Faculty Who Failed Series: Bruce Lewenstein

Bruce Lewenstein

Bruce Lewenstein

January 18, 2024

Graduate school is a time for students to push themselves, try new things, and explore. It’s also a time when students are likely to experience what feels like failure. These small or large challenges along the way to your degree are to be expected, and most faculty members experienced such stumbles themselves in graduate school.

To share stories of successful people who have overcome the setbacks that come with pursuing a graduate degree, we’re interviewing faculty members about how they “failed” in their academic careers. The Faculty Who Failed series highlights how resilience can carry you through the tough times in your degree program and come out of the experience stronger and better prepared for future challenges.

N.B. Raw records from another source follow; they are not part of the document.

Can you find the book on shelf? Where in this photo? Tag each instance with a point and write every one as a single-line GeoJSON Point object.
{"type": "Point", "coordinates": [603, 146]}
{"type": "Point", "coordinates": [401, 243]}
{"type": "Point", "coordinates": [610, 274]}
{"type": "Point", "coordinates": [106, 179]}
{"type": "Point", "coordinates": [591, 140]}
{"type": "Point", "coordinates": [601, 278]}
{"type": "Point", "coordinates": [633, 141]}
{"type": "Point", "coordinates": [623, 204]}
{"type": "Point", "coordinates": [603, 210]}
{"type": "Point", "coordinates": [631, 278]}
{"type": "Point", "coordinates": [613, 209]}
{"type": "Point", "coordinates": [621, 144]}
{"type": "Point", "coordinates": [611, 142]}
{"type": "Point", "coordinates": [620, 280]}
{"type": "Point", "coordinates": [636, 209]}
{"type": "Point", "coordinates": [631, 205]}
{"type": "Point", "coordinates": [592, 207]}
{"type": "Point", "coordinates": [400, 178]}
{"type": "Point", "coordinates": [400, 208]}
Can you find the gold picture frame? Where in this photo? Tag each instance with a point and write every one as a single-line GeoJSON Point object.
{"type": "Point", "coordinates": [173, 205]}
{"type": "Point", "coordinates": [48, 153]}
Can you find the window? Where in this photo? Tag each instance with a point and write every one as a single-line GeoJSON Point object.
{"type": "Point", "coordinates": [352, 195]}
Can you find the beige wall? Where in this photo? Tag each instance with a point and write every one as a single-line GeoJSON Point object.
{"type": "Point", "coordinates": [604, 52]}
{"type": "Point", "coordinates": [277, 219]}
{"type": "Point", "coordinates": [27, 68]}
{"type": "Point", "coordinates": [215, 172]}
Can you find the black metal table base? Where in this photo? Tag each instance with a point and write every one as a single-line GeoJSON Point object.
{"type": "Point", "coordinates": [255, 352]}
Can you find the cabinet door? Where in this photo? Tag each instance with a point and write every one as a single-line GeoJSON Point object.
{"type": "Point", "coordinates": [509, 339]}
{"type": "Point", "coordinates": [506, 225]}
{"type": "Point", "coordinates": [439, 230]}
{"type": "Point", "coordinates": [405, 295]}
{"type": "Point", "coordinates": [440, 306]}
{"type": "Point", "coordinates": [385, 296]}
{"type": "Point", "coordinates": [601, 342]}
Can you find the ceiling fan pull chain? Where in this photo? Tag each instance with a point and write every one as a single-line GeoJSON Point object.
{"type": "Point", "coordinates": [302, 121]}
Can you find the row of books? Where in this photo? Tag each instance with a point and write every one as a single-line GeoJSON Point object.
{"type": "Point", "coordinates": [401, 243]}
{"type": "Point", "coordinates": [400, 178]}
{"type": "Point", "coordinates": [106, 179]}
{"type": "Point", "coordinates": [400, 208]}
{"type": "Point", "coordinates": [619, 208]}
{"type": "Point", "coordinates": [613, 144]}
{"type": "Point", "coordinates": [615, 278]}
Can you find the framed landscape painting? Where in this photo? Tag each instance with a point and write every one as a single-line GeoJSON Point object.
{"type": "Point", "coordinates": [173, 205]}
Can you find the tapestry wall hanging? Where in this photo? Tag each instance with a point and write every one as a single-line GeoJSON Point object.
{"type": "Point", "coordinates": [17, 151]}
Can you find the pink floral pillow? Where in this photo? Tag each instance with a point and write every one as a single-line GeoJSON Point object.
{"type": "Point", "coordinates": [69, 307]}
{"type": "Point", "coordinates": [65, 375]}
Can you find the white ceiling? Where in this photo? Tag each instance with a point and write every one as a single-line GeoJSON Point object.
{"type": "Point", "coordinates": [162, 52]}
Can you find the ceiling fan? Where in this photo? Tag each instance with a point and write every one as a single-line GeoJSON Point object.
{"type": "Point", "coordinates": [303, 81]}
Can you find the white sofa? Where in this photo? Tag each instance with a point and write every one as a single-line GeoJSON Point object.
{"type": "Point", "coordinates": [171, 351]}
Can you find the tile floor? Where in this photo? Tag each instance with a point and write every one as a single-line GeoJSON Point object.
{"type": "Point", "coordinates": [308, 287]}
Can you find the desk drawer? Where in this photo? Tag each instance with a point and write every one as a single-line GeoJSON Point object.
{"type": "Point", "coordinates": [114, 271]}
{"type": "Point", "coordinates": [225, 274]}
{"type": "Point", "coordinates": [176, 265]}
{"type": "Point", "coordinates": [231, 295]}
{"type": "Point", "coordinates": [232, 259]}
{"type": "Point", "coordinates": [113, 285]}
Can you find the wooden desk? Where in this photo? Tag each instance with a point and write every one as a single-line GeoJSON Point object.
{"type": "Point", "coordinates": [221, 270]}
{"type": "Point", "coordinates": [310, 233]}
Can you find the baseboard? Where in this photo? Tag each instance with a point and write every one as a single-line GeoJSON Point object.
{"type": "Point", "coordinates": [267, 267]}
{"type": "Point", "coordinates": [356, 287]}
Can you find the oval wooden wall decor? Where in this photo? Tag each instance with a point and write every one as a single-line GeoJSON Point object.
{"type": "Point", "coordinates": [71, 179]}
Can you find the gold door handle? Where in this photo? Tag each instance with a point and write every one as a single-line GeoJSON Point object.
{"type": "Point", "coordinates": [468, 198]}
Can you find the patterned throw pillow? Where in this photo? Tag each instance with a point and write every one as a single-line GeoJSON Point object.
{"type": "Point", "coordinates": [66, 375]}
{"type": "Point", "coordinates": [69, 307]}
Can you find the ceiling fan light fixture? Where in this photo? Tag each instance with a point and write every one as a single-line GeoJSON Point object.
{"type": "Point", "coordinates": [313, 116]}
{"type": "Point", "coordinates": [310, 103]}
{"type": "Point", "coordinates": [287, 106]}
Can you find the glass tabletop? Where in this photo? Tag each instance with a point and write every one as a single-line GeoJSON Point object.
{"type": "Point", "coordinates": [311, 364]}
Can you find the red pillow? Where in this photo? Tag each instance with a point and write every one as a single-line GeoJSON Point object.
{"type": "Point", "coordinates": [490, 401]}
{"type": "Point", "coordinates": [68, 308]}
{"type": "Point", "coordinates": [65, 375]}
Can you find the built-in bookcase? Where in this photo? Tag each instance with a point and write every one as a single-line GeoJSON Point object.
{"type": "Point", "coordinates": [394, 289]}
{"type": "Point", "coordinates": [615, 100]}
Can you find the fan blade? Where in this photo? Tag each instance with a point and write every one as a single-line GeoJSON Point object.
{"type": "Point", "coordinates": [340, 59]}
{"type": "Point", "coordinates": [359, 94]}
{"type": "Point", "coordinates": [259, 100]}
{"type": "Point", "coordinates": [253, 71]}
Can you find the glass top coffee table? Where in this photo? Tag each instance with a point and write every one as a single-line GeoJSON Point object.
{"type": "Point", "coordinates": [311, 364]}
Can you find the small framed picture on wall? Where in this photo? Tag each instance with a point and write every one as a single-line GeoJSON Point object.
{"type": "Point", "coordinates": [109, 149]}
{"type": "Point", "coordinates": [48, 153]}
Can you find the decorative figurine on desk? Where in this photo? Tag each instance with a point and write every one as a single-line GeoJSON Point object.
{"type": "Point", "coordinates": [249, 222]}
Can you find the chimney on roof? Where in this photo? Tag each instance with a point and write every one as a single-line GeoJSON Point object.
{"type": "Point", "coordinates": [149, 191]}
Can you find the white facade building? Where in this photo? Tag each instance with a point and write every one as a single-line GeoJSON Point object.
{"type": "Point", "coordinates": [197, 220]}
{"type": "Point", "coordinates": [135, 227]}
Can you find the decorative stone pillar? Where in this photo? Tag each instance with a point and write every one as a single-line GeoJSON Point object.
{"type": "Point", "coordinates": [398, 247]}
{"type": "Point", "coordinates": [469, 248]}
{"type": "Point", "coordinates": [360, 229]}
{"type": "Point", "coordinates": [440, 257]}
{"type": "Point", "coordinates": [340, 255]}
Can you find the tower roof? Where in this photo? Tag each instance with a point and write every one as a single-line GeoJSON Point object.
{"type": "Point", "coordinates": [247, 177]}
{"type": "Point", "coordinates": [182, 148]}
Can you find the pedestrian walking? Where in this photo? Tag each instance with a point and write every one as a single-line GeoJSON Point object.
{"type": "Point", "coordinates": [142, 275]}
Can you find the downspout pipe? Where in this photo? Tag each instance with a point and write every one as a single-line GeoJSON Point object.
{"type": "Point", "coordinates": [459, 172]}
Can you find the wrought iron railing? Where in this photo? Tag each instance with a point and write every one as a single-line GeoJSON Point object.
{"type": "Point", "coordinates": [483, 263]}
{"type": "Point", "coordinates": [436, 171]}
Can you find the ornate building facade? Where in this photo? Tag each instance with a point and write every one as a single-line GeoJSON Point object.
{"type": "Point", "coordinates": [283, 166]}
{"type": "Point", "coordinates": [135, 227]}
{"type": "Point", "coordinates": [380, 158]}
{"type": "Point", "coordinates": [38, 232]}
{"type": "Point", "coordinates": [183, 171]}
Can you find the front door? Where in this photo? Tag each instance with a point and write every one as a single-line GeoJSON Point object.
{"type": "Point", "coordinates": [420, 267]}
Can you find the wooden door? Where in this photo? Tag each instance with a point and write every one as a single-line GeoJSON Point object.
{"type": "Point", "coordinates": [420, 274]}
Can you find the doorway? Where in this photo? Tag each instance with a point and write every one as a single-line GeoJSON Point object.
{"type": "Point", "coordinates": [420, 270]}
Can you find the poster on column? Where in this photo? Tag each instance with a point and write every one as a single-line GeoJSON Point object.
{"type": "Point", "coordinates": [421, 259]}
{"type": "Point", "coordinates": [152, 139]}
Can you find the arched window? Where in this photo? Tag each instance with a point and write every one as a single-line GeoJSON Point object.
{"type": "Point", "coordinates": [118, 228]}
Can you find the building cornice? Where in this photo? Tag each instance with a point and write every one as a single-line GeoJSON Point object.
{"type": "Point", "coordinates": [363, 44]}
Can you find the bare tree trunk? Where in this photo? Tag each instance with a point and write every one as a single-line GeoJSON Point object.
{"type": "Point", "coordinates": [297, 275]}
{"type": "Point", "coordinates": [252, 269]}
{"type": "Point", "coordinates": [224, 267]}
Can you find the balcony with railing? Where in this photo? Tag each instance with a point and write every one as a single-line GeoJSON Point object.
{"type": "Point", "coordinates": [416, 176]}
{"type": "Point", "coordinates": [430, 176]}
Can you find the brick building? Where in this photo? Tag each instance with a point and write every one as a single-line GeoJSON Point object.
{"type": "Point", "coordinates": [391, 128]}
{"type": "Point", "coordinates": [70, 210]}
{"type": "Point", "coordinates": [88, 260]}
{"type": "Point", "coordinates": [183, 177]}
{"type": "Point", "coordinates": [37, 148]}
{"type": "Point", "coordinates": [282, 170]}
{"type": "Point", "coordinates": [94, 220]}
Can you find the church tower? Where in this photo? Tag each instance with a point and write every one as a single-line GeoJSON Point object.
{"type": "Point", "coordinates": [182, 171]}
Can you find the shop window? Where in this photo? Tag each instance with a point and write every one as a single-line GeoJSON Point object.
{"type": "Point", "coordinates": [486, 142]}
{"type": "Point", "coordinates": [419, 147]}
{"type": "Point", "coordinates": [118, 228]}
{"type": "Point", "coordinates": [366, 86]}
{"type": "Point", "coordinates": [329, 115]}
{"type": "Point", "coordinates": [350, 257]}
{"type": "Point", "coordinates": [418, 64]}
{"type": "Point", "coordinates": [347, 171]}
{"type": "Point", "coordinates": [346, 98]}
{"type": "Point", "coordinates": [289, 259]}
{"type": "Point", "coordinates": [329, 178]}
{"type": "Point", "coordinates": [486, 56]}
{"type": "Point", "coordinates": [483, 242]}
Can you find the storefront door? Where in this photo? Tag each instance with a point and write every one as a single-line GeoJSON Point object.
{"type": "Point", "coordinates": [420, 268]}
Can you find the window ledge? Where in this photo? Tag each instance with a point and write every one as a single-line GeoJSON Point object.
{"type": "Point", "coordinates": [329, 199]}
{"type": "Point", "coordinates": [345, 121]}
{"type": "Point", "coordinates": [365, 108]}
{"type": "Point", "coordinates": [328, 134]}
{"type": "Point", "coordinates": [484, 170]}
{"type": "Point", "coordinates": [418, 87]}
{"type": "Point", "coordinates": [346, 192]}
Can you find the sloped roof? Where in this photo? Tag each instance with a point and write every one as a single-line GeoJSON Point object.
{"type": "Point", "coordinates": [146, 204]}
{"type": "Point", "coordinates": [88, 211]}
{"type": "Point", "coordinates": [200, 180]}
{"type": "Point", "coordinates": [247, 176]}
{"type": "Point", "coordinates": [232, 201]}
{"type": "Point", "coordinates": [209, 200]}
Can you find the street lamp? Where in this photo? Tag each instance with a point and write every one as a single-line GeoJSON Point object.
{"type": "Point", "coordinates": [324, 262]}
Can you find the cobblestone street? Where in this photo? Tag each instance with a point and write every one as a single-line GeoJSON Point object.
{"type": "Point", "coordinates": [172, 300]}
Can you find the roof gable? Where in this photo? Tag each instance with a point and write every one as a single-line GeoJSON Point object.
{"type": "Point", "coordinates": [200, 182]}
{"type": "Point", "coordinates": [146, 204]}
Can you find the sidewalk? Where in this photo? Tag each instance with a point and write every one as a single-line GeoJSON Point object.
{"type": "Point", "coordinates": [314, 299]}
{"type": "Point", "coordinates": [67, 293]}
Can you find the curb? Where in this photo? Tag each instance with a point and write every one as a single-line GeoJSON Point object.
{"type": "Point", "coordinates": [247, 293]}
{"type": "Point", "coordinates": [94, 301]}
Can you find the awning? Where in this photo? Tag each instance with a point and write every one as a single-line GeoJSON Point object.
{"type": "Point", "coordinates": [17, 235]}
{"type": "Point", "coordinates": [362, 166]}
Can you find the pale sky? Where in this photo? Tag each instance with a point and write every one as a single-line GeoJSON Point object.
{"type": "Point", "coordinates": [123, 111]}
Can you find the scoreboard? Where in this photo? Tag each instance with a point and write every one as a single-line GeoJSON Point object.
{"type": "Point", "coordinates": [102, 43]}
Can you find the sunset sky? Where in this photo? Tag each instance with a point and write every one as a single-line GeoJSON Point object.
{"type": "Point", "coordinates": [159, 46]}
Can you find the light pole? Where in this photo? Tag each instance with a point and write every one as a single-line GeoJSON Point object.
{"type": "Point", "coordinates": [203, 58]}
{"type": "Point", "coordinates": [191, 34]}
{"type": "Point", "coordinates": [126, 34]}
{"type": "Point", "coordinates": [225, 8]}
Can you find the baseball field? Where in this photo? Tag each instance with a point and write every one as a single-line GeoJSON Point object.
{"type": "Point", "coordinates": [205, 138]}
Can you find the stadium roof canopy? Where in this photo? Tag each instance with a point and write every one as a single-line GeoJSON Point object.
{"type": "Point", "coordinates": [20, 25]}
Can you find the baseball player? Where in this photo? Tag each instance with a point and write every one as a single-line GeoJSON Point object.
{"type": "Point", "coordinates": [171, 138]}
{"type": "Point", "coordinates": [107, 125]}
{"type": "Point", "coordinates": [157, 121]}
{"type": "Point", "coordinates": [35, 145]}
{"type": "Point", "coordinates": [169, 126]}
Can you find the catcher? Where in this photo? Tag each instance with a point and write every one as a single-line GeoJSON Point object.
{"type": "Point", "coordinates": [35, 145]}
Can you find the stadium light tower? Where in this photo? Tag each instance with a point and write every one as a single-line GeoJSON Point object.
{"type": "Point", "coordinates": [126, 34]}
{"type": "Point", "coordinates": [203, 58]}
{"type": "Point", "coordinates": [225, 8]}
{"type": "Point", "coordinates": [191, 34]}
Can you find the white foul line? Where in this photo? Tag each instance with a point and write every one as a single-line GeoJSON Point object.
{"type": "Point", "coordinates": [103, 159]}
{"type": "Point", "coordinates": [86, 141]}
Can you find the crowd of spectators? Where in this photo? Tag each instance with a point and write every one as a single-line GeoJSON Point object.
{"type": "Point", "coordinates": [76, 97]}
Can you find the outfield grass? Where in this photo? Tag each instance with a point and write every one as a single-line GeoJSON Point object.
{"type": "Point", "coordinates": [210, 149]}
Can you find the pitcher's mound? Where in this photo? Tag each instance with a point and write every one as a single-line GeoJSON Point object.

Read about Professor and University Ombuds Bruce Lewenstein‘s experiences.

Can you describe a time you felt like you failed in graduate school? This could be a time when an experiment didn’t work out, you considered leaving (or did leave) your program, etc.

It wasn’t so much “failure” as “the grass is always greener on the other side of the fence.” Shortly after starting graduate school, I had an opportunity to earn some freelance money in the industry where I’d worked before graduate school. I was getting paid (literally) five times as much as my graduate student stipend. I was newly married, and my wife was having trouble finding a job after we’d moved for my graduate school. We knew that job prospects in my academic field were uncertain (at best!). I wondered: Is this worth the effort?

Initially, the issue was resolved by my wife getting a grossly-overpaid job, so that we were suddenly flush with money (so much so that we bought a house, figuring we’d be in town for several years until I finished my Ph.D.). But there remained an unease about whether an academic career was really worth it.

A couple of years later, I had a chance to intern in a different branch of my original industry. I discovered I felt a visceral identity with the professionals I was working with. These were “my people”! And so again, I questioned whether an academic career was right for me.

How did you bounce back from your perceived failure, or what got you through to the other side?

By then, I was about halfway through my program – I’d started research, but hadn’t fully nailed down a dissertation topic. Because I had the incredible privilege of a supportive partner with a good income, I was able to say: “I want to finish the degree, just for personal satisfaction that I took on something hard and completed it.” I had a burning question about my industry that I couldn’t answer if I was working full-time (that was why I’d gone to graduate school in the first place), and I wanted to answer that question. But I was pretty sure I would return to my industry after finishing the degree.

Then we had our first child, and in the grand-old-American Way, my wife didn’t get her job back. Suddenly I was back to, “is this worth it?” Once again, I was saved by privilege: My parents were in a financial position to offer support until I finished my degree.

As I was finishing my dissertation, I received two job offers: one here at Cornell, the other in industry. I’d struggled with which way to go, and my wife and I were acutely aware of the financial limitations of an academic career, even at an elite institution like Cornell. Although many factors went in to our decision, my wife and I decided that if I was going to try academia, a tenure-track job at a name-brand institution was the way to go. If it didn’t work out, I could always go back to my previous industry.

What lessons did you learn from this experience?

Two lessons:

First, when people ask, “what do you mean by ‘privilege’?” I have an answer. This is what it looks like: people around me who could afford to use their own financial resources to let me pursue a dream with an uncertain outcome, including an uncertain financial outcome. Most people don’t have access to those kind of resources. That’s privilege.

Second, pursue that dream if you can! I had a burning question (in my case: “What is the role of science journalism in the relationship between science and society?”, a question that emerged out of my own professional experience). Knowing I couldn’t sleep easily if I didn’t pursue an answer to that question kept me going through the uncertainties of graduate life.

How did you use this experience to become better at what you do?

I strongly believe in having a “plan B.” Literally until after I had tenure, I continued freelancing. I wanted to be sure that, if academia didn’t work out, I had another option. I’ve been told that I went through the tenure process with less stress than some people, because I knew that I had other options if academia didn’t work out.

What advice do you have for current graduate students who might be struggling or in a comparable situation?

For the first lesson: I don’t have advice about privilege, except to be self-aware if you have it and recognize that other people might not have the options you do.

For the second lesson: Know why you’re in graduate school. Are you driven by a question you can’t answer without studying? Go for it. Are you there because you know what “school” is like and you want to stay in it? I’m not sure that’s sufficient to get through the doubts. Do you need a Ph.D. as a job ticket for a particular career? Well, maybe. But again I’m not sure it’s worth it, especially if that career is in academia with all its uncertainties in the coming decades. Overall, be sure you’re in graduate school for a positive reason, not because you’re avoiding something else.